The p-value for the F-statistic is <2.2e-16, indicating that we can reject the null hypothesis that the intercept-only model is the same fit as the MLR model even at alpha=0.001. Therefore, the MLR model is highly statistically significant at the 0.01 significance level.
The Adjusted R-squared: 0.8194 is high which suggests that the model is a good fit.
The coefficients for GRE.Score, TOEFL.Score, LOR, CGPA, Research are statistically significant at alpha=0.01 where the respective pvalues < 0.01 as we reject the null that their coeffs is 0 at the 0.01 significance level.
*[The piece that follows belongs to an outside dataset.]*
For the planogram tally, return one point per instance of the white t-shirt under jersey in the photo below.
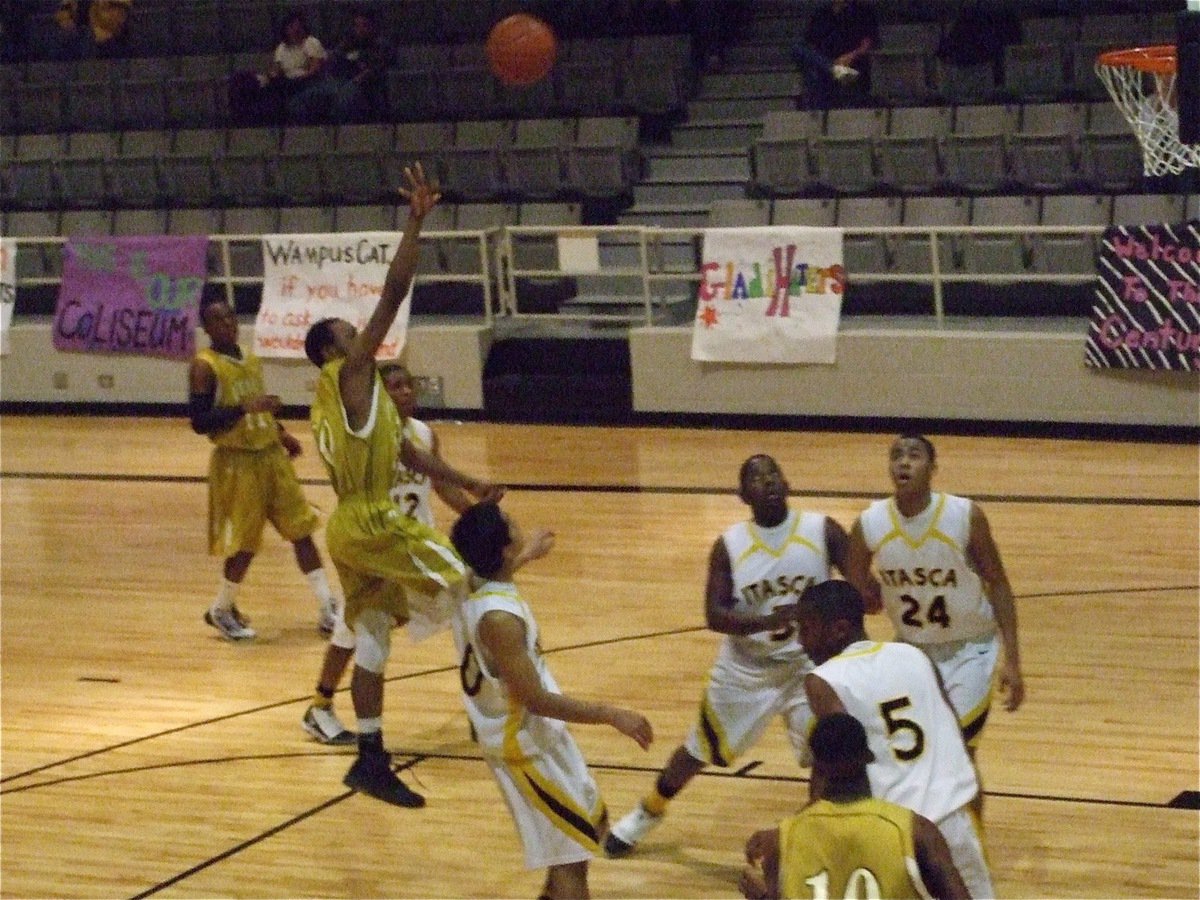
(930, 592)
The coefficients for University.Rating (0.118) and SOP (0.728263) are >0.01 and we fail to reject the null that their coeffs is 0 at the 0.01 significance level.
autoplot(fit)
bptest(fit)
studentized Breusch-Pagan test
data: fit
BP = 30.516, df = 7, p-value = 7.634e-05
Using the Breusch-Pagan test to confirm, we can reject the null hypothesis at the 0.05 significance level that variance of the residuals is constant and infer that heteroscedasticity is present. Therefore, this makes our coefficient estimates less precise and increases the likelihood that the estimates are further from the true population value.
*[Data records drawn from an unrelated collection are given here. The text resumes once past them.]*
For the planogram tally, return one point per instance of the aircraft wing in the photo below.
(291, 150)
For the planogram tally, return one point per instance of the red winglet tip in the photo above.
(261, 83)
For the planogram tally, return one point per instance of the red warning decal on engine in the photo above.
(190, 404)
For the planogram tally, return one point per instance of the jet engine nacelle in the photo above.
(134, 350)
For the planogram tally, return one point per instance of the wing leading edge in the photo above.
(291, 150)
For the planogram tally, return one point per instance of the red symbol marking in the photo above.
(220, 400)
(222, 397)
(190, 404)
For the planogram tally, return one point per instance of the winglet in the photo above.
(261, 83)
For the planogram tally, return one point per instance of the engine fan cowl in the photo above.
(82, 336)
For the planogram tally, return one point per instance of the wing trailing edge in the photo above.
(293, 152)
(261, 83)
Transforming response variable using Box-Cox Power transformation to make it normal and handle heteroscedasticity
bc = boxcox(Chance.of.Admit ~ ., data=df);
lambda = bc$x[which.max(bc$y)]
powerTransform <- function(y, lambda1, lambda2 = NULL, method = "boxcox") {
boxcoxTrans <- function(x, lam1, lam2 = NULL) {
# if we set lambda2 to zero, it becomes the one parameter transformation
lam2 <- ifelse(is.null(lam2), 0, lam2)
if (lam1 == 0L) {
log(y + lam2)
} else {
(((y + lam2)^lam1) - 1) / lam1
}
}
switch(method
, boxcox = boxcoxTrans(y, lambda1, lambda2)
, tukey = y^lambda1
)
}
# re-run with transformation
bcfit <- lm(powerTransform(Chance.of.Admit, lambda) ~ ., data=df)
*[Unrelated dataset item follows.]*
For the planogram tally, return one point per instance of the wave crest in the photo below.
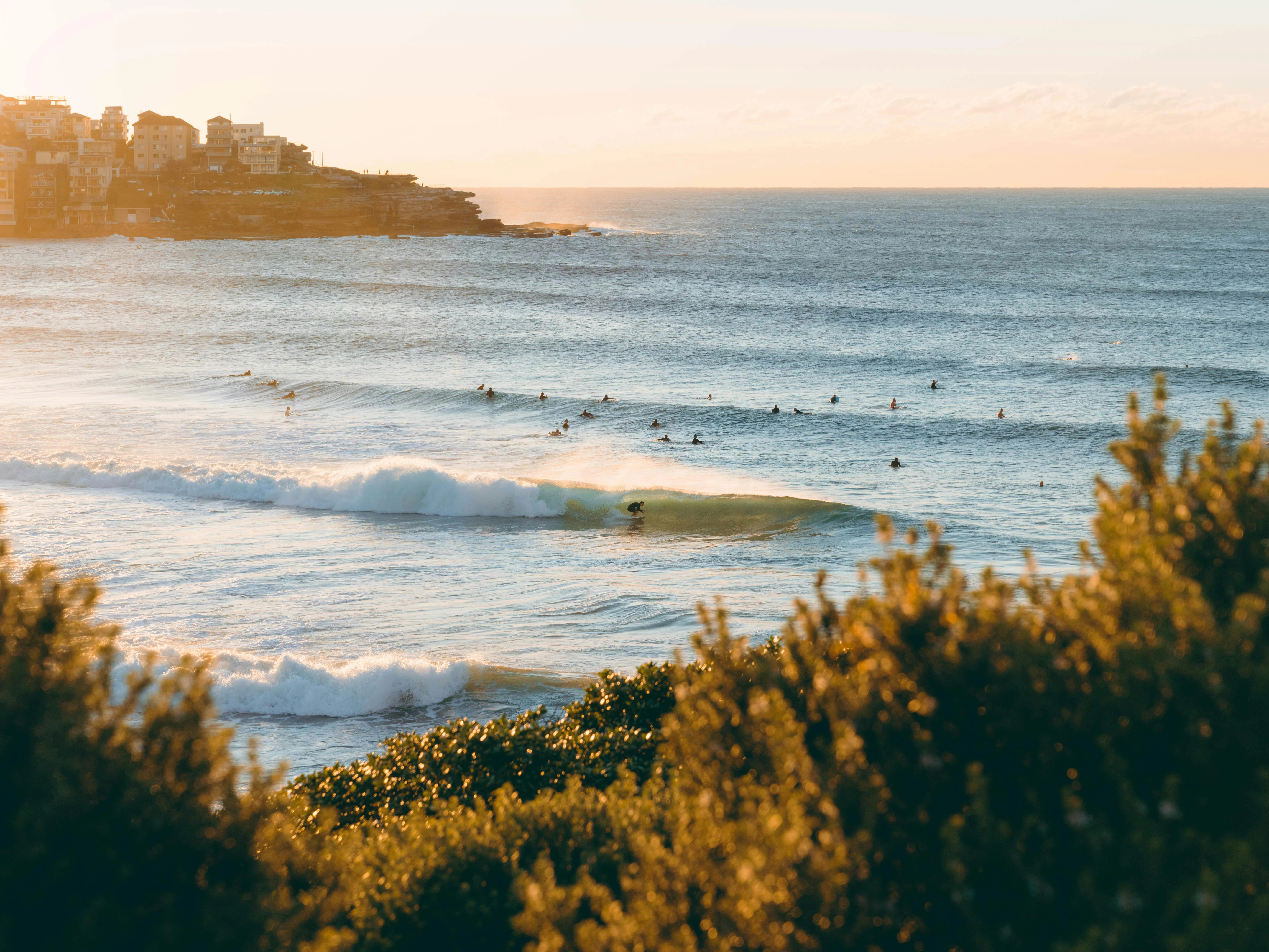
(423, 488)
(291, 685)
The procedure identifies an appropriate exponent (Lambda = l) to use to transform data into a "normal shape. The Lambda value indicates the power to which all data should be raised and it is suggested to use lambda=2.
summary(bcfit)
Call:
lm(formula = powerTransform(Chance.of.Admit, lambda) ~ ., data = df)
Residuals:
Min 1Q Median 3Q Max
-0.165938 -0.019448 0.006959 0.024234 0.103178
Coefficients:
Estimate Std. Error t value Pr(>|t|)
(Intercept) -1.6494147 0.0677829 -24.334 < 2e-16 ***
GRE.Score 0.0013096 0.0003265 4.011 6.97e-05 ***
TOEFL.Score 0.0021897 0.0005670 3.862 0.000128 ***
University.Rating 0.0064119 0.0024709 2.595 0.009741 **
SOP 0.0018655 0.0029653 0.629 0.529580
LOR 0.0101724 0.0026892 3.783 0.000174 ***
CGPA 0.0814929 0.0063074 12.920 < 2e-16 ***
Research 0.0179019 0.0042931 4.170 3.60e-05 ***
---
Signif. codes: 0 *** 0.001 ** 0.01 * 0.05 . 0.1 1
Residual standard error: 0.03899 on 492 degrees of freedom
Multiple R-squared: 0.8493, Adjusted R-squared: 0.8471
F-statistic: 396.1 on 7 and 492 DF, p-value: < 2.2e-16
The Adjusted R-squared increased from 0.8194 to 0.8471 while the predictors remain significant. However, this model is less interpretable and we want our models to be parsimonious as possible. We will explore more models later on.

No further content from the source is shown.